I’ll close by saying that I did initially bid on this auction, but I bowed out early. My early offer was immediately overshadowed by another. Separating nostalgic from romantic inclinations proved helpful. This distinction has become increasingly important to me as I disentangle the many motives that braided my life and Susan’s life together with Rosslyn’s life over the last 16 years. But I’m wandering afield, teasing a tangent, so I’d best abbreviate this thought for another post. Stay tuned!
In Letters To A Young Poet, Rainer Maria Rilke writes, “everything is gestation, then bringing forth”. My daily munge, what others might refer to as daily writing practice or a journal, is my place and process for gestation. It’s a place where I scribble and doodle and scrawl.
Sometimes it’s five hours’ worth of writing; sometimes it’s five minutes.
Anything is fair game for the daily munge, any quotidian artifact that even fleetingly piques my interest. There’s no referee, no editor, no judgment. Not at first.
Like a sculptor’s studio where I can explore an idea that may or may not evolve into a finished work, the daily munge let’s me experiment and carve away and mash the rejects only to pick them up again later to try again. Sometimes a poem or a story or an essay is born; more often I create, curate and then abandon my words.
Very little ever comes out of the daily munge in the short term, and yet most of my completed storytelling and writing had its inception there. Gestation is critical. As is patience and perseverance. I’ve learned these lessons many times, and yet I’m forced to relearn them each time I initiate and complete a new creative project.
Although renovating Rosslyn involved more woodwork and plaster and masonry and paint than the average poem or story, it too was gestation.

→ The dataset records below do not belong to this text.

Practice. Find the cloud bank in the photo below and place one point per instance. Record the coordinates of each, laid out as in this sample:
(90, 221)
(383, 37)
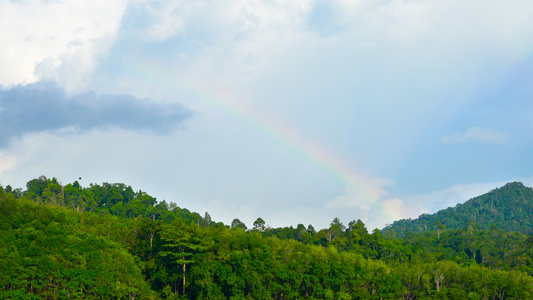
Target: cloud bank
(476, 134)
(44, 106)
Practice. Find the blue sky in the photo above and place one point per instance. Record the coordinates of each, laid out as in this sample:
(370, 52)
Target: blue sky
(294, 111)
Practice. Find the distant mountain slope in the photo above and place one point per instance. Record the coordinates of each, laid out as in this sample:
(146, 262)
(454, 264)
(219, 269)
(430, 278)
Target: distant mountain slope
(509, 207)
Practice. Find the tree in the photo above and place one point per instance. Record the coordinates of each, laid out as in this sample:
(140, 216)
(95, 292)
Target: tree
(336, 228)
(206, 221)
(440, 227)
(259, 224)
(181, 242)
(236, 223)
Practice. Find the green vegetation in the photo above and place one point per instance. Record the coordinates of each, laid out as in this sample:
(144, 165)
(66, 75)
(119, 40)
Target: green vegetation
(109, 242)
(509, 208)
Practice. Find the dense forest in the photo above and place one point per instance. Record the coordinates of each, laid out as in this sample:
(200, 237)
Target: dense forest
(110, 242)
(509, 208)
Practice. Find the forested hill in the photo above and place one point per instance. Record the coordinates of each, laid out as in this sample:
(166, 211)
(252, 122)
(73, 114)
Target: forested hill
(108, 242)
(509, 207)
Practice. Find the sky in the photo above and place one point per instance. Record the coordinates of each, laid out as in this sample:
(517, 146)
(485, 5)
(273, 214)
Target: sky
(295, 111)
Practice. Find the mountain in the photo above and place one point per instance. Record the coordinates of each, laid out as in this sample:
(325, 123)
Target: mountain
(509, 208)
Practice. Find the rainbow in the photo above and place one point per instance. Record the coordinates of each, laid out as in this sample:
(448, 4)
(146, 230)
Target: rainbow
(270, 126)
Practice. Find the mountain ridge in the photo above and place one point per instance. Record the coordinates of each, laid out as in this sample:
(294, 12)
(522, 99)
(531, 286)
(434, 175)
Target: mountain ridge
(509, 207)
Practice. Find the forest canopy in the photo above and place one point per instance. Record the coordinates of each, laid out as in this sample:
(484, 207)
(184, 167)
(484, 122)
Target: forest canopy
(109, 241)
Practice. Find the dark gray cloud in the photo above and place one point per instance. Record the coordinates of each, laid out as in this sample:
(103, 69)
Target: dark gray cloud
(44, 106)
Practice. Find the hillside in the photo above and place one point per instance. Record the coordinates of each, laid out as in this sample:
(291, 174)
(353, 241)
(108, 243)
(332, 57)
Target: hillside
(109, 242)
(509, 208)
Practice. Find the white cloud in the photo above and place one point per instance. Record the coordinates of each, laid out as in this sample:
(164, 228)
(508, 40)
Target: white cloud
(54, 40)
(476, 134)
(361, 192)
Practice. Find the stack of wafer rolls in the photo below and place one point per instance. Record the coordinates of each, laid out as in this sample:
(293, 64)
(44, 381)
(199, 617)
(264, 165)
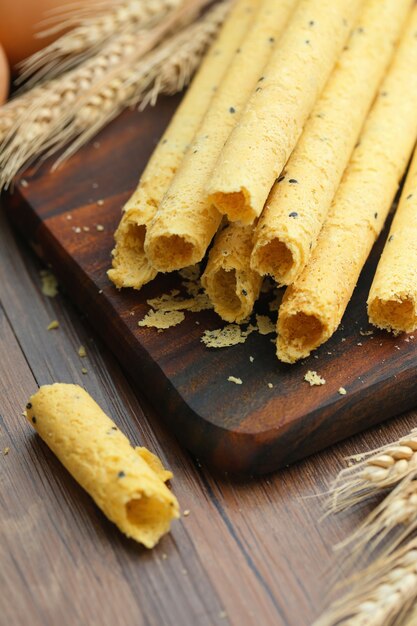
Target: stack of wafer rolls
(131, 267)
(293, 160)
(186, 220)
(314, 304)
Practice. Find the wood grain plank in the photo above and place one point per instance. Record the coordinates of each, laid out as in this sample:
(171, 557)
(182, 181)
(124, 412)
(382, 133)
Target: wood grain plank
(248, 428)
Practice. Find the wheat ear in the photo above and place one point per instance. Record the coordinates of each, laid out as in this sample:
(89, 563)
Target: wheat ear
(103, 86)
(378, 470)
(89, 34)
(392, 521)
(382, 595)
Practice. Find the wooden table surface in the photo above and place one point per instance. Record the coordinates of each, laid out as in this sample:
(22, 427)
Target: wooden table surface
(252, 552)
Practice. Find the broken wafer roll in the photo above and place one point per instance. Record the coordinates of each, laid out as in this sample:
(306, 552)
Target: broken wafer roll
(298, 204)
(186, 221)
(126, 483)
(313, 306)
(131, 267)
(231, 285)
(262, 141)
(392, 302)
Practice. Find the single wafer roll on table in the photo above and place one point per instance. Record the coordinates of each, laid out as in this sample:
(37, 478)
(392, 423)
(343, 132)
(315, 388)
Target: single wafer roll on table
(298, 204)
(131, 267)
(186, 221)
(392, 302)
(126, 483)
(271, 124)
(313, 306)
(228, 279)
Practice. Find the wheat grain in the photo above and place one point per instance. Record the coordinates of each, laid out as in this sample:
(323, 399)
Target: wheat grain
(90, 33)
(378, 470)
(85, 99)
(382, 595)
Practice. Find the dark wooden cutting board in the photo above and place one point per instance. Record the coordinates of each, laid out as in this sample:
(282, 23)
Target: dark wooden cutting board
(246, 429)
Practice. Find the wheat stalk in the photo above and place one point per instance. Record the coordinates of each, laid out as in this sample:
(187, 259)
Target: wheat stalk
(80, 103)
(378, 470)
(382, 595)
(90, 33)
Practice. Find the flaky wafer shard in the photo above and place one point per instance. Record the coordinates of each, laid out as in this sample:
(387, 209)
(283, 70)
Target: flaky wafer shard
(262, 141)
(313, 306)
(392, 302)
(298, 204)
(228, 279)
(186, 221)
(131, 267)
(126, 483)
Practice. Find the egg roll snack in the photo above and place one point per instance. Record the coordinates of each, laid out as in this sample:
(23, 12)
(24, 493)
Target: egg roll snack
(262, 141)
(131, 267)
(299, 201)
(392, 302)
(186, 221)
(228, 279)
(313, 306)
(126, 483)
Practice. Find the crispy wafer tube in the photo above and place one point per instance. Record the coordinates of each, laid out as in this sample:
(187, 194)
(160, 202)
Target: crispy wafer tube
(131, 267)
(186, 221)
(271, 124)
(313, 306)
(126, 483)
(392, 302)
(298, 204)
(228, 279)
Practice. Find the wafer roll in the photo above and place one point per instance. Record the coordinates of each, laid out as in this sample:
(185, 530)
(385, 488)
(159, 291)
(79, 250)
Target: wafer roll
(313, 306)
(131, 267)
(298, 204)
(126, 483)
(271, 124)
(392, 302)
(186, 221)
(228, 279)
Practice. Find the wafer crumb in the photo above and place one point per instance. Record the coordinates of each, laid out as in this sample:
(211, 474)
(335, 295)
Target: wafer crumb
(230, 335)
(233, 379)
(49, 283)
(313, 378)
(265, 325)
(162, 319)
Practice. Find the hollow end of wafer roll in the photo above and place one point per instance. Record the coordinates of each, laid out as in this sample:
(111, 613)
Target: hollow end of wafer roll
(397, 313)
(231, 296)
(298, 334)
(236, 205)
(128, 484)
(169, 252)
(277, 258)
(131, 267)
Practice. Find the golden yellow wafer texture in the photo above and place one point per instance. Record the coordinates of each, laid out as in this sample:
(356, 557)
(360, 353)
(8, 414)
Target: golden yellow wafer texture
(392, 302)
(228, 279)
(128, 484)
(313, 306)
(186, 221)
(131, 267)
(298, 204)
(271, 124)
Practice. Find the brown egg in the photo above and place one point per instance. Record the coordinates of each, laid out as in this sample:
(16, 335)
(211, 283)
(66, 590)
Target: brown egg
(19, 23)
(4, 76)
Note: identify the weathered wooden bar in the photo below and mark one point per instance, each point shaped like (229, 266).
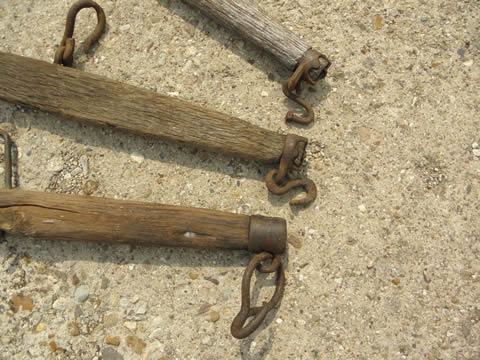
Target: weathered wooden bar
(97, 100)
(250, 22)
(91, 98)
(80, 218)
(247, 20)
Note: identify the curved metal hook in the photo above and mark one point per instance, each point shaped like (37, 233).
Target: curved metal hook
(312, 68)
(7, 143)
(289, 184)
(238, 328)
(64, 53)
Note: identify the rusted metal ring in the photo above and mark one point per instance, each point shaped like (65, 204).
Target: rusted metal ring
(311, 68)
(64, 53)
(238, 329)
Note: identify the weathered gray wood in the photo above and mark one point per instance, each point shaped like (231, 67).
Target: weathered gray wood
(245, 18)
(92, 98)
(81, 218)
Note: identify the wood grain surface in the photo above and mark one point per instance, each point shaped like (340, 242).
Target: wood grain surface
(80, 218)
(245, 18)
(95, 99)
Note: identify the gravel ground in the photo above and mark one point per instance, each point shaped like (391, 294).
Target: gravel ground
(384, 265)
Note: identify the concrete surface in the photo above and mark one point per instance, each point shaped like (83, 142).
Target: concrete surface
(385, 264)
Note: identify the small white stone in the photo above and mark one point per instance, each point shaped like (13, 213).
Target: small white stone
(124, 28)
(82, 293)
(137, 157)
(60, 304)
(191, 51)
(157, 334)
(130, 325)
(155, 351)
(55, 165)
(162, 59)
(124, 303)
(141, 308)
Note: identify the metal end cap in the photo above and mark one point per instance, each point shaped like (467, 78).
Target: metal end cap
(267, 235)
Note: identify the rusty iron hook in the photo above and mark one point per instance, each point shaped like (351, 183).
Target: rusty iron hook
(312, 68)
(238, 328)
(277, 180)
(7, 160)
(64, 53)
(289, 184)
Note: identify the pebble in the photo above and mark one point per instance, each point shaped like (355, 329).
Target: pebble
(60, 304)
(212, 280)
(110, 320)
(90, 187)
(141, 308)
(156, 352)
(214, 316)
(40, 327)
(73, 329)
(136, 344)
(204, 308)
(377, 22)
(156, 334)
(104, 283)
(75, 280)
(111, 354)
(112, 340)
(55, 165)
(193, 275)
(124, 303)
(84, 164)
(124, 28)
(137, 157)
(20, 302)
(82, 293)
(162, 59)
(130, 325)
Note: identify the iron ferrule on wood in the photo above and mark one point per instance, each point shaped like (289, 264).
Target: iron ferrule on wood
(81, 218)
(91, 98)
(251, 23)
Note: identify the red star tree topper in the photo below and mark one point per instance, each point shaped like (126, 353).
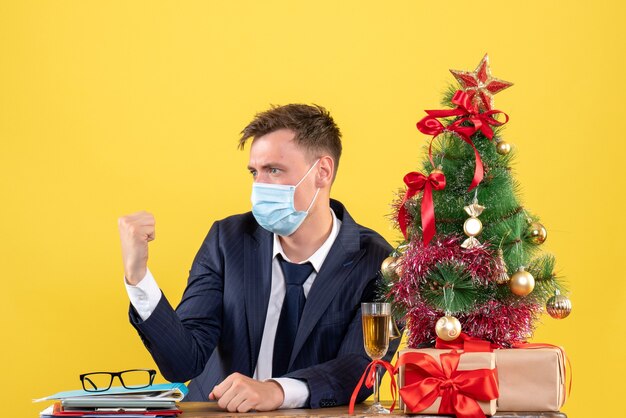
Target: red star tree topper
(480, 84)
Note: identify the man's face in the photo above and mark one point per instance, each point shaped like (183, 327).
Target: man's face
(276, 159)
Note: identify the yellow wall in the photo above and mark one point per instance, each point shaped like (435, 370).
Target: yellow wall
(115, 106)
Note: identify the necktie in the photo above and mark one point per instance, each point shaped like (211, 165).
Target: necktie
(293, 305)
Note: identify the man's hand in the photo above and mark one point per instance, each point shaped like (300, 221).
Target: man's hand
(239, 393)
(136, 230)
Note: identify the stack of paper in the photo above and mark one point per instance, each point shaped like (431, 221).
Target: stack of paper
(154, 401)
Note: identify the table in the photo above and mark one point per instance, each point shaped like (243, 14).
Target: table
(210, 409)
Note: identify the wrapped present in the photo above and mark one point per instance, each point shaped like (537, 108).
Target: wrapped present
(531, 379)
(532, 376)
(448, 382)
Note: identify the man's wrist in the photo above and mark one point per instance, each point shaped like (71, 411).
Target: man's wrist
(295, 392)
(134, 277)
(279, 393)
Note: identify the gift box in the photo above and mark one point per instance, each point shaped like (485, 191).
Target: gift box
(531, 379)
(433, 381)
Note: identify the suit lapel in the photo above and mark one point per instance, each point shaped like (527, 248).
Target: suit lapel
(257, 281)
(343, 256)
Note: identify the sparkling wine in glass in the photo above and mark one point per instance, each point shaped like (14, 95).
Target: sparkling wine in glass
(376, 318)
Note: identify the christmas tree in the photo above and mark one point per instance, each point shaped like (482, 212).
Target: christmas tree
(471, 260)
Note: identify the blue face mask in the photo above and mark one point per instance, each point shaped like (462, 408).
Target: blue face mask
(273, 206)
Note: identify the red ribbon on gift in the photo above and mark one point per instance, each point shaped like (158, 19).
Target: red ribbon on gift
(459, 390)
(416, 182)
(430, 125)
(369, 376)
(472, 344)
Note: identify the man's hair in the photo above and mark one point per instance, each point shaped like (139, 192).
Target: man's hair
(314, 128)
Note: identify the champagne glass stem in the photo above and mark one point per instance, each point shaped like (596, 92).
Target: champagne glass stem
(376, 385)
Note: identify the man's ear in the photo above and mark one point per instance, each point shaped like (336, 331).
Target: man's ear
(325, 172)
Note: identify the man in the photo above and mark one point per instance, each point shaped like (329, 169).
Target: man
(271, 314)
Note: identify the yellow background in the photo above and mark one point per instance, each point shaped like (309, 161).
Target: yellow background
(114, 106)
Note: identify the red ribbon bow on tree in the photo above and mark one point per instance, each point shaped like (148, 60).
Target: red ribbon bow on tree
(430, 125)
(466, 343)
(417, 182)
(459, 390)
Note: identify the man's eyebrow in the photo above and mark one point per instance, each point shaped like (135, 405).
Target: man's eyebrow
(267, 165)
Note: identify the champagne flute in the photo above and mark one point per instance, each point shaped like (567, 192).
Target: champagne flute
(376, 318)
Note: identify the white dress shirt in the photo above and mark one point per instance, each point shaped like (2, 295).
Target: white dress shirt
(146, 295)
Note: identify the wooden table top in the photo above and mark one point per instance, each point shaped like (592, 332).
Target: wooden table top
(210, 409)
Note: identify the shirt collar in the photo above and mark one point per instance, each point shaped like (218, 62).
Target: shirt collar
(318, 257)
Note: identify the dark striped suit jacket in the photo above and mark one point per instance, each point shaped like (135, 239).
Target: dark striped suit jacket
(216, 329)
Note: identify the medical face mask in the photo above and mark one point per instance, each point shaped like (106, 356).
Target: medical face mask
(273, 206)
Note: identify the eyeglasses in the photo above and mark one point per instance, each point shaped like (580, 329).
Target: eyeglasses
(130, 379)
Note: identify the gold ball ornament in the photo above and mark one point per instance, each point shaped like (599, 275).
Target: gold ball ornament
(388, 267)
(522, 282)
(448, 328)
(536, 233)
(559, 306)
(472, 227)
(503, 147)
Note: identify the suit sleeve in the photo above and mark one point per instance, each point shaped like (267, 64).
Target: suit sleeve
(332, 383)
(182, 340)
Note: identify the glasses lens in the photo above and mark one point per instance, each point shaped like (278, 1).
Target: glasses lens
(94, 382)
(135, 379)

It too demanded patience and perseverance, more sometimes than my bride and I could muster. Or so it seemed, until at last we were able to bring forth a home, a revitalized historic artifact, a font of memories and stories and lives.
A time capsule, the daily munge preserved the highs and lows of three, almost four years spent renovating Rosslyn. A mosaic of artifacts and memories. A sometimes euphoric, sometimes angry and frequently confused or frustrated tangle of interconnected narratives. This is the material I’ve been exploring and sculpting into Rosslyn Redux. This is the clunky, unedited avalanche of dreams and disappointments and triumphs and compromises that sometimes sweeps me up and plunges me—gasping for air, somersaulting blindly—downward.
Today has been one of those days. I’m trying to remind myself, “everything is gestation, then bringing forth”. I am so damned ready for the bringing forth! Patience. Perseverance. Thank you.